With recent surges in exports, China looks set to replace Bangladesh as number one supplier of woven shirts to the American market, shows a report of the US trade department. Exporters and trade analysts viewed the news as a serious concern for Bangladesh’s apparel industry, which earned worldwide fame for ‘Made in Bangladesh’ shirts and shares a significant portion of the country’s export revenues.
They, however, said Bangladeshi suppliers need to concentrate more on enhanced productivity and higher value products to maintain their export volume instead of being scared about surging Chinese penetration, which jolts the global trade as a whole. In 2006, US retailers imported about 33 million pieces of foreign-made shirts worth over $2.4 billion and nearly one of every four shirts was made in Bangladesh, while Chinese supplied less than one of ten.
Things started to change dramatically in 2007 as the latest analysis by the US commerce department on apparel imports shows that by March of the current year shipments of Chinese shirts surged by more than 166 per cent to 1.9 million pieces from a year-ago period. During January-March of the current year, Bangladesh’s shipments slowed down by 14 per cent compared to the exports of last year’s corresponding period.
If the present trend continues, China is likely to overtake Bangladesh as the number one source of men’s shirts to US market by the end of April. Bangladesh has been the traditional source of the cheapest shirts for US importers, earning $361 million or more than 12 per cent of total apparel export revenues from the world’s largest economy in 2006, while China earned $214 million.

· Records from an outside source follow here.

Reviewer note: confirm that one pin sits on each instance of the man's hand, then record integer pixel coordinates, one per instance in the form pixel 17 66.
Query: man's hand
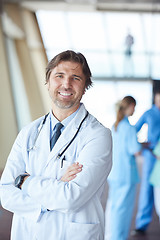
pixel 71 172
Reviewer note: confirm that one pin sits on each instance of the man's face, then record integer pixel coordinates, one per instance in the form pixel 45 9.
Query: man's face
pixel 157 100
pixel 66 85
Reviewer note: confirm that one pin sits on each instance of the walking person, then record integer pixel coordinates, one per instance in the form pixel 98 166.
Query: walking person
pixel 146 198
pixel 124 177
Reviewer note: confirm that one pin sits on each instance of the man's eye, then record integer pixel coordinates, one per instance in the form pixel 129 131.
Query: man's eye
pixel 76 78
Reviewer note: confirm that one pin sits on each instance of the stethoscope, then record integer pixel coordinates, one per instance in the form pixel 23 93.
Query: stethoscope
pixel 40 129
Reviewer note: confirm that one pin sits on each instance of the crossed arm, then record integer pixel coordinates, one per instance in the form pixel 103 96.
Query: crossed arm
pixel 69 175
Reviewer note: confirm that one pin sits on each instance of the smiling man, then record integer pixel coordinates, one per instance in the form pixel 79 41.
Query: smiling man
pixel 58 166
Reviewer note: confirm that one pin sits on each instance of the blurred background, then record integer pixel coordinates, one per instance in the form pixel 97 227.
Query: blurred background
pixel 120 39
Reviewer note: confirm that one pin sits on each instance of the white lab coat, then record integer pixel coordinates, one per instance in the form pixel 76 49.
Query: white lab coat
pixel 75 207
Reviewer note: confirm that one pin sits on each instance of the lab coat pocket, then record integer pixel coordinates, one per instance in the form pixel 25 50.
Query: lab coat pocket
pixel 80 231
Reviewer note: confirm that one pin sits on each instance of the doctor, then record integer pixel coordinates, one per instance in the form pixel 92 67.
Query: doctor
pixel 55 193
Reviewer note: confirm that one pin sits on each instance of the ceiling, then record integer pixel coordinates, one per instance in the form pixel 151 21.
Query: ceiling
pixel 91 5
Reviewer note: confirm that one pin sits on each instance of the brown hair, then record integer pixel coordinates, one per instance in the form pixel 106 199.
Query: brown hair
pixel 124 103
pixel 71 56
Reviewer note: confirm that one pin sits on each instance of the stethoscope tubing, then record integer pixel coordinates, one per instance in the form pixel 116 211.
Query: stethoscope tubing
pixel 40 128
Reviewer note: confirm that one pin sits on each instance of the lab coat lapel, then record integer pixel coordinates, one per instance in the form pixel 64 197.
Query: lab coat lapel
pixel 67 134
pixel 43 141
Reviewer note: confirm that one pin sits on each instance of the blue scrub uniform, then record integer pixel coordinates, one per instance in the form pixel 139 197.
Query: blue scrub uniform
pixel 122 182
pixel 145 205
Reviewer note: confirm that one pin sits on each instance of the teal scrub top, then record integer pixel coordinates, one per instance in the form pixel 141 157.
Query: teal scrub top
pixel 155 175
pixel 125 145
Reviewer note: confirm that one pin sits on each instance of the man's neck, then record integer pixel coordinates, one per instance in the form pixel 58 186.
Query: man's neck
pixel 61 114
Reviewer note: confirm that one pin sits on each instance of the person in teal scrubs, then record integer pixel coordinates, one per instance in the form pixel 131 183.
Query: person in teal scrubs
pixel 123 177
pixel 146 196
pixel 155 179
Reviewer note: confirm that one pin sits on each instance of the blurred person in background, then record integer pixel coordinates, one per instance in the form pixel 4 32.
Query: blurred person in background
pixel 146 199
pixel 123 177
pixel 155 179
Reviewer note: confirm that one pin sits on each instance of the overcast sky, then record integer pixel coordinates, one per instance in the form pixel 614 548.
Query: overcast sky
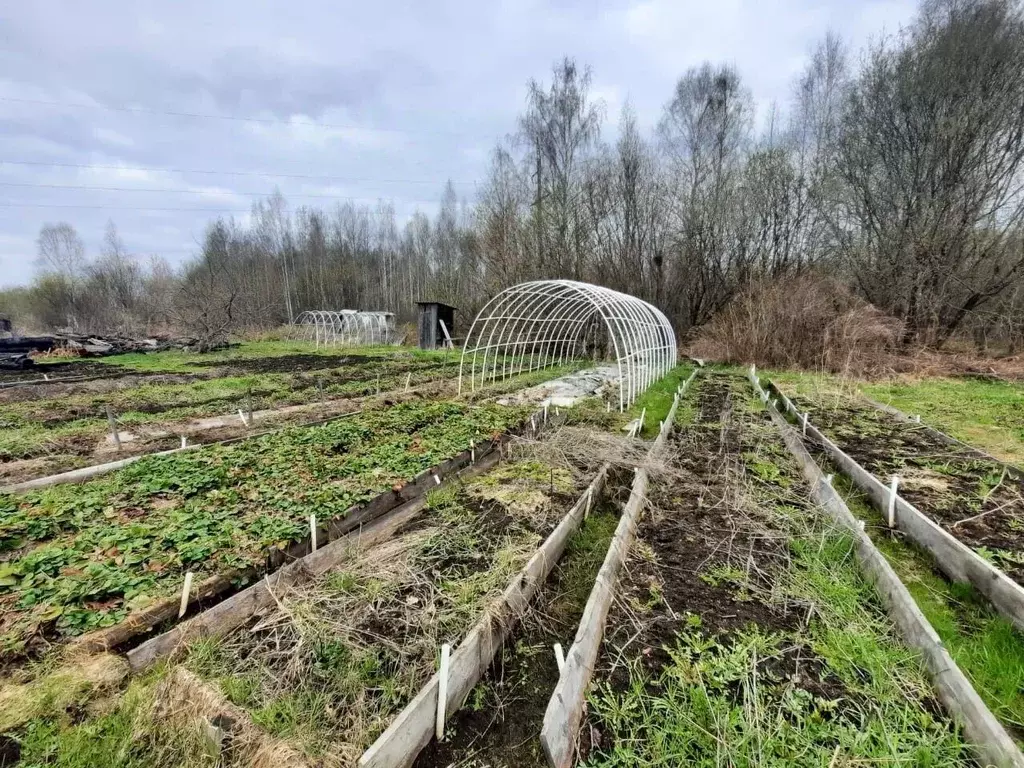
pixel 389 99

In 2005, the first year after the global textile quota phased out, China made a strong foothold in US shirt market with three-fold increase in its exports to nearly 3.4 million pieces from the year before. In that year Bangladesh sustained 26 per cent growth with 6.6 million pieces and saw its volume grow to about 7.7 million pieces in 2006, while Chinese exports dropped to 2.94 million pieces.
Bangladeshi exporters in 2006 shipped per unit of shirt for less than five dollars, while Chinese earned nearly eight dollars for the same. Chinese shirt makers grabbed almost entire market shares in US market that had been vacated, in recent times, by European, Canadian and other western suppliers in the face of stiff price competition from Asian exporters.
‘A section of US importers, who used to source from Bangladesh, have now become cautious.’The trade analyst, however, pointed out that market demand for low-cost shirts, where Bangladeshi suppliers now concentrate on, had also been going through a change in recent times. ‘US market is diverting to higher value added and fashionable shirts, while Chinese suppliers are benefited from strong local supply bases for fabrics and raw materials making their shipments faster compared to many others.’
By enhancing productivity and value additions, Bangladeshi shirt makers should struggle to keep up existing growth rate and to stay above many other suppliers, if not those from China.